VIP-Karten angenommen: Schützte die Justiz Senator Grote?
Als sich vor einer Woche zwei Finanzbeamte wegen Vorteilsannahme vor Gericht verantworten mussten, war die Stimmung im Saal gereizt. Monika M. und Wolfgang K. hatten Freikarten für Spiele von St. Pauli angenommen und mussten dafür eine Geldauflage zahlen. Im Zuschauerraum echauffierten sich Kolleg:innen der Angeklagten lautstark über den Prozess. Warum? Es könnte daran gelegen haben, dass man 2019 im Falle der Vergabe von VIP-Freikarten an den Innensenator Andy Grote (SPD), an den Polizeipräsidenten Ralf Meyer sowie an den ehemaligen Wirtschaftssenator Frank Horch (parteilos) juristisch anders entschieden hatte. Zu den damaligen Vorgängen sind jetzt brisante neue Details aufgetaucht.
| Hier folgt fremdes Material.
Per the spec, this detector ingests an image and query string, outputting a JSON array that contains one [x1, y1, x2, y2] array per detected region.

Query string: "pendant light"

Der Finanzbeamte K. und die Sachgebietsleiterin M. mussten sich vor wenigen Tagen vor dem Amtsgericht verantworten. Beide waren zuständig für die Betriebsprüfung einer Vermarktungsfirma des FC St. Pauli und hatten vom Verein VIP-Tickets angenommen. Das Verfahren wurde zwar eingestellt, gegen beide wurden aber Geldauflagen verhängt. Was besonders auffiel: die wütende Stimmung unter den Prozess-Zuschauern, hauptsächlich Finanzbeamte. Waren die so aufgeregt, weil sie den Eindruck hatten, man hänge die „Kleinen“ und lasse die „Großen“ laufen?
Denn bereits 2019 hatte der NDR berichtet, dass die Staatsanwaltschaft sich eingeschaltet habe, weil der damalige Bezirksamtschef Grote, der damalige Senator Horch und Polizeipräsident Meyer Freitickets vom FC St. Pauli angenommen hatten. Allerdings habe man schließlich „einvernehmlich“ entschieden, dass kein Anfangsverdacht wegen Vorteilsannahme bestehe.
Geldauflage für Beamte, keine Folgen für Grote
Inzwischen liegen „t-online“ offenbar neue Dokumente zu den damaligen Geschehnissen vor. Danach habe die zuständige Staatsanwaltschaft zunächst sehr wohl Vorermittlungen aufgenommen und sah den Anfangsverdacht einer Vorteilsannahme gegeben. Sie habe sogar den Entwurf eines Durchsuchungsbeschlusses erstellt. Durchsucht werden sollten laut „t-online“ Grotes Büro in der Behörde und auch seine Privatwohnung. Doch dazu kam es nie.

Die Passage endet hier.